Degup jantungku berpacu dengan melodi music yang sengaja ku setel besar, tidak pernah aku mendengarkan music sekeras ini. Tapi saat ini aku membutuhkanya, menyamarkan dkegup jantung yang entah mengapa berpacu setelah melihat kehadirannya yang tidak di undang.
“Hana, kecilin suaranya.” Teriak temanku Nia dengan muka kesal
Aku pura – pura tidak mendengar teriakan Nia, menundukkan kepala sedalam mungkin.
“Mudah – mudahan dia tidak mendekati kami.” Batinku berdoa
Langkah kami itu, ya langkah kakinya, doaku tidak di ijabah-Nya. Semakin dekat dan dekat, degup jantung semakin mengema.
“Kamu kenapa?” Suaranya membuatku mati kutu, tanganya tanpa permisi mematikan suara music yang ku setel.
Seharusnya aku marah dengan yang dilakukannya tapi aku malah semakin menundukkan wajahku, jika bisa aku bersembunyi di dalam perut bumi, maka saat ini aku akan menengelamkan wajahku di sana.

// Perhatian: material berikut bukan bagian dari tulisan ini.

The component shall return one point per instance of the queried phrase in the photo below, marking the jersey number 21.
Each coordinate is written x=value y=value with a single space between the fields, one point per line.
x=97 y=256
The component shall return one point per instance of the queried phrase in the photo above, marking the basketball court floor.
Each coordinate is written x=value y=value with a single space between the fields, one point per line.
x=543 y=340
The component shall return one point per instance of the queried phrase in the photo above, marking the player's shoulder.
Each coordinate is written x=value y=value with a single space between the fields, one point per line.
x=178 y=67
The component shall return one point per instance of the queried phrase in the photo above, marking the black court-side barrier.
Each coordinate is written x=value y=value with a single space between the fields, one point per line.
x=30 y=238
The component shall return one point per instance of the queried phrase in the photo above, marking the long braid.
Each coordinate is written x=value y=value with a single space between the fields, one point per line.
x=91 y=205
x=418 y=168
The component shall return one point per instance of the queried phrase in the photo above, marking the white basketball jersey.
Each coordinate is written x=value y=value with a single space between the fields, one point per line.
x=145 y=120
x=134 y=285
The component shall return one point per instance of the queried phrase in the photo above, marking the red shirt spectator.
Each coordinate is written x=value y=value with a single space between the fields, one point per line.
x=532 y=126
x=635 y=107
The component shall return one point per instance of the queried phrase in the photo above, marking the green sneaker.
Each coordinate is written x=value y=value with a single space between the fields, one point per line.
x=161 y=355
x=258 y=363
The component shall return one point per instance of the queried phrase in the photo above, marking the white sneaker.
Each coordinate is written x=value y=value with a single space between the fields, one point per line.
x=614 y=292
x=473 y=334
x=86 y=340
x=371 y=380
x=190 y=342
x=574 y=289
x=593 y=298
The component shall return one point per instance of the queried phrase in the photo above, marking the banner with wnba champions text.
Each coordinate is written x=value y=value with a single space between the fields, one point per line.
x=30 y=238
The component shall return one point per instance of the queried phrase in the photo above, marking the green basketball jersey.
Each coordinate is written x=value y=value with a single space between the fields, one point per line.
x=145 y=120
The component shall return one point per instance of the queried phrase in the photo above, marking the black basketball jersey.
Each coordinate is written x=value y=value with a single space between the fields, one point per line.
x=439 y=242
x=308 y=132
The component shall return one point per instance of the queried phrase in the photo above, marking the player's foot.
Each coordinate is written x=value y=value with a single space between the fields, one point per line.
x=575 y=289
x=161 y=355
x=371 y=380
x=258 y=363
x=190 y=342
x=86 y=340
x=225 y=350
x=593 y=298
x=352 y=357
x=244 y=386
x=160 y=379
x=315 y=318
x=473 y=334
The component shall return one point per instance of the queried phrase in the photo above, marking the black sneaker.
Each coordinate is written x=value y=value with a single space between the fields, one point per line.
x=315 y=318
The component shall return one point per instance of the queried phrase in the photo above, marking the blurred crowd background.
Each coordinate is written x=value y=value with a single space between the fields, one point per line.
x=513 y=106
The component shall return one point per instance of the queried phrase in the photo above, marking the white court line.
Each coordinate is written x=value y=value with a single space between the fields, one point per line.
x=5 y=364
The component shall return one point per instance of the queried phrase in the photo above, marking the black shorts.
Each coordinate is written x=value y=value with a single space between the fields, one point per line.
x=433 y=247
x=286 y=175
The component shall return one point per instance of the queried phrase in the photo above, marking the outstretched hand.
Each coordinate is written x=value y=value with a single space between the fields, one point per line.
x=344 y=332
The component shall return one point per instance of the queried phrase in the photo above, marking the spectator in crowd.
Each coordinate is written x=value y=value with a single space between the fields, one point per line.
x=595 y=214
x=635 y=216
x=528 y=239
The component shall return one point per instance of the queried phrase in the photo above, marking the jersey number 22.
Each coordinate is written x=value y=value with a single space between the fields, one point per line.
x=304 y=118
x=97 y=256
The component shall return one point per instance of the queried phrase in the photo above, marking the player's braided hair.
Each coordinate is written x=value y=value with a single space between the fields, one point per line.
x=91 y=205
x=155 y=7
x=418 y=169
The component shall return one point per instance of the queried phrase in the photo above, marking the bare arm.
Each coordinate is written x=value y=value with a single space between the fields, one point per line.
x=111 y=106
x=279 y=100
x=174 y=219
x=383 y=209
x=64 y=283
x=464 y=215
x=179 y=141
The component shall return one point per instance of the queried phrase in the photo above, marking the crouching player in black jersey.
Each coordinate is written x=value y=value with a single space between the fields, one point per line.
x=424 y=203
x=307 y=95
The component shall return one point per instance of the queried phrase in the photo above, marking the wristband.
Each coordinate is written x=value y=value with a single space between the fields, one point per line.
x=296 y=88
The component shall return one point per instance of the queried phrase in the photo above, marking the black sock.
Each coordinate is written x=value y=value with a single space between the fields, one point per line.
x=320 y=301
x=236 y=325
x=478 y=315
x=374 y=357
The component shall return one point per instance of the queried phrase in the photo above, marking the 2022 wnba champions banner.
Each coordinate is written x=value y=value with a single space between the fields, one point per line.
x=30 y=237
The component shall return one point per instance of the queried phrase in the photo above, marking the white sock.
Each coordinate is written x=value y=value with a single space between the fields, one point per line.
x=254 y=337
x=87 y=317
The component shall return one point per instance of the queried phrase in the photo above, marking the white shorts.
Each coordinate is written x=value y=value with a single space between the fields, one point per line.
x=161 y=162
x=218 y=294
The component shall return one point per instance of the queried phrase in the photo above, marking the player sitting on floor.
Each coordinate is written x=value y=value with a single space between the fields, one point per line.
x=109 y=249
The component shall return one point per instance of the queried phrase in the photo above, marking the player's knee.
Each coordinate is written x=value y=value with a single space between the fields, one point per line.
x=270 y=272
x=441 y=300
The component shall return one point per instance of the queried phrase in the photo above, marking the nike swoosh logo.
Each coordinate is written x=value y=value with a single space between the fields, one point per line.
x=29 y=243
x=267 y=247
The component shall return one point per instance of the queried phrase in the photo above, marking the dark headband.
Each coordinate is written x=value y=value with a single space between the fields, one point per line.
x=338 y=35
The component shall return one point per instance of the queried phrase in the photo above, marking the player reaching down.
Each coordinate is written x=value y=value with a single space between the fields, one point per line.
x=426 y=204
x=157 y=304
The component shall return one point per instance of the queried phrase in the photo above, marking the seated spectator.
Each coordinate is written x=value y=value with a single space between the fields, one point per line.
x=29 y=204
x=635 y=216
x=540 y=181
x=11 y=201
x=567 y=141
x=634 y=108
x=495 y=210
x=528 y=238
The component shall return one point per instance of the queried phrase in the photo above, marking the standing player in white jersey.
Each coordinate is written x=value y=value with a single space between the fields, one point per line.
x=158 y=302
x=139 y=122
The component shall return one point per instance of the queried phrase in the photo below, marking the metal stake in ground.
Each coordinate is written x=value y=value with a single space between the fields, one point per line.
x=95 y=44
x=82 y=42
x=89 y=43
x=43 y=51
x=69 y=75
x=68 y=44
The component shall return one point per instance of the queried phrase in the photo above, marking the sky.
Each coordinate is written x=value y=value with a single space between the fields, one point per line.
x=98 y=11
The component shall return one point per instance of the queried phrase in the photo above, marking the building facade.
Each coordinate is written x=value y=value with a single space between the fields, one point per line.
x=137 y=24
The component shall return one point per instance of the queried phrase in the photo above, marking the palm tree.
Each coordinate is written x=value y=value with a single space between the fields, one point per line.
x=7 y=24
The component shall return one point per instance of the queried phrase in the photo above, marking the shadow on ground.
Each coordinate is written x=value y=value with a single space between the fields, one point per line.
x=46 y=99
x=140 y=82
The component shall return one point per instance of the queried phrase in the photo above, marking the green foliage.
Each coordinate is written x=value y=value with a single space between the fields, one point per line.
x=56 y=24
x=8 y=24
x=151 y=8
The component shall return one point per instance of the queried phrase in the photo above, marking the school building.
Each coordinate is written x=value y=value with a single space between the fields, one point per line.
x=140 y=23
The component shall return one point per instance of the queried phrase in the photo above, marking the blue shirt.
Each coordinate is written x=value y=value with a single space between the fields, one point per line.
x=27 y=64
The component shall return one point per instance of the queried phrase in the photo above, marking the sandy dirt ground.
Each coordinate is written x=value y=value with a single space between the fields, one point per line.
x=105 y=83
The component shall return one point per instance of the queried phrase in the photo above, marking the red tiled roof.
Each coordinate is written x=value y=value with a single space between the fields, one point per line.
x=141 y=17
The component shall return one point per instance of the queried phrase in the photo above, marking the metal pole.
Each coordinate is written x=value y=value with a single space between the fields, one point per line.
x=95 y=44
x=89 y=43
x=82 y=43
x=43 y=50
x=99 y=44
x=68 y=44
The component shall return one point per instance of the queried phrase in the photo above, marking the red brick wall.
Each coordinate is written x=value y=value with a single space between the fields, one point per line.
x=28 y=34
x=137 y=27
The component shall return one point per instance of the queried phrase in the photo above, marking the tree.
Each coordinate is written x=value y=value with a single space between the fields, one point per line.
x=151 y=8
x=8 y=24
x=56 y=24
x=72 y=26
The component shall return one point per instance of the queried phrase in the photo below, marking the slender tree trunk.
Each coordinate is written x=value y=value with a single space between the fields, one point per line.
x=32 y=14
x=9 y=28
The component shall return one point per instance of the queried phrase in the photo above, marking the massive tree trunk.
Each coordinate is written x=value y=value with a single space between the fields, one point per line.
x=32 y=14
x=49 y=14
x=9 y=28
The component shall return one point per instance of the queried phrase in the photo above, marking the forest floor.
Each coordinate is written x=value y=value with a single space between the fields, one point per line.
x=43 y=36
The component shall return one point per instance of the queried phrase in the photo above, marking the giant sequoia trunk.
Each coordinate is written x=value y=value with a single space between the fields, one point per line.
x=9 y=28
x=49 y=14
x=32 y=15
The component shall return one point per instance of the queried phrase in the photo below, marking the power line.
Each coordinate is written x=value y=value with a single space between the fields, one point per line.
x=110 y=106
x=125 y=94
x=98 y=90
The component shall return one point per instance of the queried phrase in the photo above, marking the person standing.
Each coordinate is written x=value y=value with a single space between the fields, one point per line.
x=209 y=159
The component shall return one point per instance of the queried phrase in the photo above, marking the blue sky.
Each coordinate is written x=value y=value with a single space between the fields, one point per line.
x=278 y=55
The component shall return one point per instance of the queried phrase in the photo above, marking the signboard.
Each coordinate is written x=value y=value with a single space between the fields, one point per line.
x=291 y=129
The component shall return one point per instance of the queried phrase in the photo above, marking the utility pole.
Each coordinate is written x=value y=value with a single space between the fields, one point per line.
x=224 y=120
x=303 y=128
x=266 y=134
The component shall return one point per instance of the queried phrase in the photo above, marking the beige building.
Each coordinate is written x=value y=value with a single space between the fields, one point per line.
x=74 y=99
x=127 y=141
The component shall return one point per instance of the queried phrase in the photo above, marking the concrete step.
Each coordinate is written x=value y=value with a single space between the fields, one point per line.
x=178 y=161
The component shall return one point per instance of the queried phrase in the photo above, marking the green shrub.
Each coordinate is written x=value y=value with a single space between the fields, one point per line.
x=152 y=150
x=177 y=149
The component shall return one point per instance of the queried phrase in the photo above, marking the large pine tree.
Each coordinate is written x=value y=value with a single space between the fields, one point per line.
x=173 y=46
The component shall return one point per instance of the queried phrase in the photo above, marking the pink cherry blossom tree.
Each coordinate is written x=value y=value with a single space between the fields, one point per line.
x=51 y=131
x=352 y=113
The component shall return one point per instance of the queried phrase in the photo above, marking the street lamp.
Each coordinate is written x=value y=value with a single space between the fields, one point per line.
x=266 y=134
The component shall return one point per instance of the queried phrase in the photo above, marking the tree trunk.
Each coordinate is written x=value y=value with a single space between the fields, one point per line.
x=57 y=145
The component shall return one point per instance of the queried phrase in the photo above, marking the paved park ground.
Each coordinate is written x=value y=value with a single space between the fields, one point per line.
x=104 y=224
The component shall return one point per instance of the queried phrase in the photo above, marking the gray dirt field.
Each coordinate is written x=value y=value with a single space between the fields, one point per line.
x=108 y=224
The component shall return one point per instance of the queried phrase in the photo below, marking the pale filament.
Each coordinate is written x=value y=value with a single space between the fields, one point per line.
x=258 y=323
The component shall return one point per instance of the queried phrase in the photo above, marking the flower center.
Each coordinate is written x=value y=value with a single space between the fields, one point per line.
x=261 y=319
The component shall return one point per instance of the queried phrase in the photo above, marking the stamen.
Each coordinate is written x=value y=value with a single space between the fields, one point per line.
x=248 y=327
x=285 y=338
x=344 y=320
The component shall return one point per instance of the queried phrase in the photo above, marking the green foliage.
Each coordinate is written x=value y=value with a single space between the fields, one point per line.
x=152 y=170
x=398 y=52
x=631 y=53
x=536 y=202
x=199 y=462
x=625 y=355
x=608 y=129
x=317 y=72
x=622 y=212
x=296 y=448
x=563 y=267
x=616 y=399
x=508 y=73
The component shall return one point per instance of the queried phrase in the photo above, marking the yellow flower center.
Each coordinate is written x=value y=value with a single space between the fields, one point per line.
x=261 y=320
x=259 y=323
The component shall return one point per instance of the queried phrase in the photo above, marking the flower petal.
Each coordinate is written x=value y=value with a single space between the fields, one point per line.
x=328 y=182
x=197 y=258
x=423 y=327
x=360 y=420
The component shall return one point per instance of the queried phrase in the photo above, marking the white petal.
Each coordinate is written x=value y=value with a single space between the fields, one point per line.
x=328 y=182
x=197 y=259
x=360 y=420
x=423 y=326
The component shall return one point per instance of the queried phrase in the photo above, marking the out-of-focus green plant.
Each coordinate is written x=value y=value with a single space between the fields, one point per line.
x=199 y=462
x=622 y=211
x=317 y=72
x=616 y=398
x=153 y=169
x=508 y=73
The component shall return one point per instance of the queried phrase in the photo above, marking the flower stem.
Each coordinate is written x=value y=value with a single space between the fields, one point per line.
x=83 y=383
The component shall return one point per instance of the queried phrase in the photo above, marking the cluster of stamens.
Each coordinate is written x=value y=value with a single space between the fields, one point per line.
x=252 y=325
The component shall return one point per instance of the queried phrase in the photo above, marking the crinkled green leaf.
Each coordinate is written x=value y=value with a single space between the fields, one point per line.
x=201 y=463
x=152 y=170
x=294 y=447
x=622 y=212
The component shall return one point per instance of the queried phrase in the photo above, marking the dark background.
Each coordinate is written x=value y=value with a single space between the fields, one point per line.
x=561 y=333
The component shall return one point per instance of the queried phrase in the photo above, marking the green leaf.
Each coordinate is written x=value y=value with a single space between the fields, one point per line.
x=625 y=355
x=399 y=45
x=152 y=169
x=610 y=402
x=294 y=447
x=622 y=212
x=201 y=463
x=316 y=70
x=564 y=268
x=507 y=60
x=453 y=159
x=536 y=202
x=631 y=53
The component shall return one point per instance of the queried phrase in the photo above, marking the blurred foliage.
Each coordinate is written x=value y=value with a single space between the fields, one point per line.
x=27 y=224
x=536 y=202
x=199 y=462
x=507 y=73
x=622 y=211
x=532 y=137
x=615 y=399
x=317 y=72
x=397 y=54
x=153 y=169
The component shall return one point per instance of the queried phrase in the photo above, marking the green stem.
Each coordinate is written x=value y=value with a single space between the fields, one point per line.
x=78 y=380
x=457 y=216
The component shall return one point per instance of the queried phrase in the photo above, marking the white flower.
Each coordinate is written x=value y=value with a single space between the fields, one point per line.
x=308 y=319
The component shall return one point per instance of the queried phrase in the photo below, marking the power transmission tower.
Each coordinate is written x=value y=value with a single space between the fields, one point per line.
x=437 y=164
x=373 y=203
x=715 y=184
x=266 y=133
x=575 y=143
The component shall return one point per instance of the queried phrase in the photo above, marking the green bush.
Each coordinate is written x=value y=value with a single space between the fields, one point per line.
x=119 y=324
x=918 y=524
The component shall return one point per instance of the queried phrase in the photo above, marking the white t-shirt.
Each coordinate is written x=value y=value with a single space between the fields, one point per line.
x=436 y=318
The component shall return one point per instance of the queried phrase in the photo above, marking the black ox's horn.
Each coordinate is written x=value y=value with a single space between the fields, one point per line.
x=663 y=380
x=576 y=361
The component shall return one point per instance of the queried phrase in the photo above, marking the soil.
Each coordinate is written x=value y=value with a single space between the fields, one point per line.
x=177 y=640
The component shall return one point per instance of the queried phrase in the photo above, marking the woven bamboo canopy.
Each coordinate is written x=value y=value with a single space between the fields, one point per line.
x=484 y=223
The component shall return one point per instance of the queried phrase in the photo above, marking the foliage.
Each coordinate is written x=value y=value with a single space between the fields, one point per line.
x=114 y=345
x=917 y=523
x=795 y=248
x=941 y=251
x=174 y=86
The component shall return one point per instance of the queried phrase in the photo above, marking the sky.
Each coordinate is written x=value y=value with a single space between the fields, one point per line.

“Raihana, aku bicara denganmu. Kenapa tidak di jawab.” Suaranya naik satu oktaf karena aku mengacuhkannya.
Aku masih menundukkan kepalaku, tiba – tiba saja aku merasakan usapan di pucuk kepalaku dan dengan spontan aku menepis dan menggangkat wajahku, mata kami bertabrakan. Ada sinar aneh menurutku dari pancaran matanya. Seharusnya Dia marah dengan aku menepis tanganya tapi malah sekarang senyum tersunging di bibirnya. Belum juga aku membuka mulutku, dengan langkah santai Dia meninggalkanku, sungguh menyebalkan sudah membuat jantungku tidak teratur sekarang meninggalkanku tanpa penjelasan.
Aduh ada apa dengan otakku sekarang ini, kenapa aku malah memikirkan ada apa dengannya seharusnya ada apa denganku, kenapa aku jadi tidak menentu begini.
“Hei …hei Hana ada apa dengan dirimu.” Suara Nia membuatku bertambah gugup
“Kenapa mukamu jadi pucat pias begini.” Sekali lagi aku mendengar suara Nia
“Aku aku tidak apa – apa.” jawabku gugup
“Apanya yang tidak apa – apa, aku jadi khawatir dengan dirimu Hana.” Ucapan Nia sungguh membuatku merasa tidak enak.
Itu kejadian beberapa hari yang lalu, saat ini dari kejauhan aku memperhatikannya. Semua tentang dia membuat seluruh sel dibadanku menjadi aneh, ya aneh aku tidak tahu apa yang terjadi dengan diriku.
Jauh darinya membuatku merasa kekurangan rasa tapi jika dengannya membuatku merasa terbakar dan salah tingkah, aneh sungguh aneh. Akhirnya aku hanya bisa mengutitnya dan memandangnya dari jauh.
***
“Luar biasa, rasanya enak sekali.” Sungguh suara itu membuat jantungku seakan berhenti, melihat dirinya yang tiba – tiba saja sudah berada di depanku dan memakan makanan yang menjadi makan siangku dengan tangannya.
“Jorok, sembarangan mengambil makanan orang.” Cetusku kesal dan gugup
“Siapa suruh bau makananmu mengugah seleraku, hanya satu tidak usah pelit. Nanti jodohnya jauh lho.” Aku tergangga mendengar ucapannya apa hubungan makanan dengan jodoh
“Ups…salah bukan jodoh tapi rezeki. Terima kasih jeritnya” Sambil mengatakan itu Dia berlalu meninggalkanku.
Selalu seperti itu, datang tidak diundang pergi tidak bisa aku usir, menyebalkan. Belum hilang rasa terkejutku
“Hai ..Hana sayang.” Tiba – tiba saja aku dipeluk dari belakang
“Nia buat kaget saja.” Ucapku mengerutu
“Kayak nenek – nenek suka terkejut.” Celoteh Nia lagi.
Mataku masih melihat ke arah perginya Dia
“Melihat apa?” Manik mata Nia menyelusuri jalan di depanku mencoba mencari apa yang menjadi fokus tatapanku.
“Tidak melihat siapa – siapa.” Selaku sambil fokus lagi dengan makananku sambil senyum – senyum jika mengingat Dia tadi mengambil salah satu tahu goreng isi yang aku buat.